In terms of manufacturing and assembly errors, we expand the error model to include eccentricity, tooth profile deviations, and alignment errors. The total transmission error \( e_{uvj}(t) \) is expressed as a sum of harmonic components:
$$ e_{uvj}(t) = \sum_{k=1}^{M} e_k \sin(k\omega_e t + \psi_k) $$
where \( e_k \) are error amplitudes, \( \omega_e \) is the error frequency (related to rotational speed), and \( \psi_k \) are phases. Our analysis shows that errors exacerbate dynamic loads, with eccentricity having the most significant effect. For herringbone gears, the dual-helix design can compensate for some errors by averaging out irregularities across the two helices. However, large errors can still lead to uneven load distribution, underscoring the need for precision in manufacturing herringbone gears.
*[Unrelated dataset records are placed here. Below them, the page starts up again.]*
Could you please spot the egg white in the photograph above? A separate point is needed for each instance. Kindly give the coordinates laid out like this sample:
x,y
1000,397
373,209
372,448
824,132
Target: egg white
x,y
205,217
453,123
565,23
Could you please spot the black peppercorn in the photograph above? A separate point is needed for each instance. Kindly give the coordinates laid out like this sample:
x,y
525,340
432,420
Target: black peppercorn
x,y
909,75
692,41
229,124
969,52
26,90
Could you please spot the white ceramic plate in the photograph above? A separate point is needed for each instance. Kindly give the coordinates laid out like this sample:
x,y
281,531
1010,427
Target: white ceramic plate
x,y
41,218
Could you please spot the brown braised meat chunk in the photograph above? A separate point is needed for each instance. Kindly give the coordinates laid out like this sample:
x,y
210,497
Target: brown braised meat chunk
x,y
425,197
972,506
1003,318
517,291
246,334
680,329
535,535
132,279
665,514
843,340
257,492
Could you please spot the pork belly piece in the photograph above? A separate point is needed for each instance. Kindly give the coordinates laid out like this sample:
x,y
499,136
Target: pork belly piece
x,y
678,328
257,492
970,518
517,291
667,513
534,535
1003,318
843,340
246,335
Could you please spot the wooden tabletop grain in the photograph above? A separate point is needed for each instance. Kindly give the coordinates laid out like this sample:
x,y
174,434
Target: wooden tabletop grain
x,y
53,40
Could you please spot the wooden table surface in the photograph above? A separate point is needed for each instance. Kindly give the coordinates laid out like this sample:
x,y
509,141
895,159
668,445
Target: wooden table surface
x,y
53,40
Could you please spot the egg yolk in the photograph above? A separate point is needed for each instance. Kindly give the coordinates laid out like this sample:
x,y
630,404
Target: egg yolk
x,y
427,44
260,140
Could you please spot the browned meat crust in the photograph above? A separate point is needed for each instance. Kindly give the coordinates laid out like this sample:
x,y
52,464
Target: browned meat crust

The natural frequencies and mode shapes of the system are also investigated. By solving the eigenvalue problem for the undamped system:
$$ \left( [K] – \omega_n^2 [J] \right) \{\Phi\} = 0 $$
we obtain the natural frequencies \( \omega_n \) and mode shapes \( \{\Phi\} \). The results reveal several torsional modes where herringbone gears vibrate in-phase or out-of-phase between helices. Modes near the mesh frequency can lead to resonance, increasing dynamic loads. Table 5 lists the first five natural frequencies and their characteristics. Avoiding resonance requires tuning shaft stiffnesses or adjusting gear geometries, which is feasible with herringbone gears due to their design flexibility.
| Mode Number | Natural Frequency (Hz) | Primary Vibration Description |
|---|---|---|
| 1 | 85.3 | Overall torsional mode of input stage |
| 2 | 120.7 | Split-torge branch anti-phase vibration |
| 3 | 195.4 | Combining stage herringbone gear helix coupling |
| 4 | 250.1 | High-frequency mesh mode of herringbone gears |
| 5 | 310.8 | Output stage isolation mode |
Finally, we discuss practical implications for designing herringbone gear transmission systems. Based on our findings, we recommend optimizing input shaft stiffness to balance load sharing in the split-torque stage, while selecting moderate double shaft stiffness to avoid exacerbating dynamic loads in the combining stage. Herringbone gears should be designed with helix angles around 25° to 30° for reduced dynamic effects, and manufacturing errors must be minimized to ensure uniform load distribution. Additionally, incorporating damping mechanisms can further enhance performance. These insights contribute to the development of more reliable and efficient marine propulsion systems using herringbone gears.
In conclusion, this study provides a comprehensive analysis of the dynamic characteristics and load sharing behavior of a power six-branch coaxial herringbone gear transmission system. Through detailed modeling and parametric studies, we demonstrate that shaft stiffnesses significantly influence dynamic loads and load uniformity, with input and double shafts being critical design parameters. Herringbone gears offer inherent advantages in load distribution and vibration reduction, but their performance depends on careful geometric and stiffness optimization. Future work could explore nonlinear effects, thermal influences, and experimental validation to further refine the design of herringbone gear systems for high-power applications.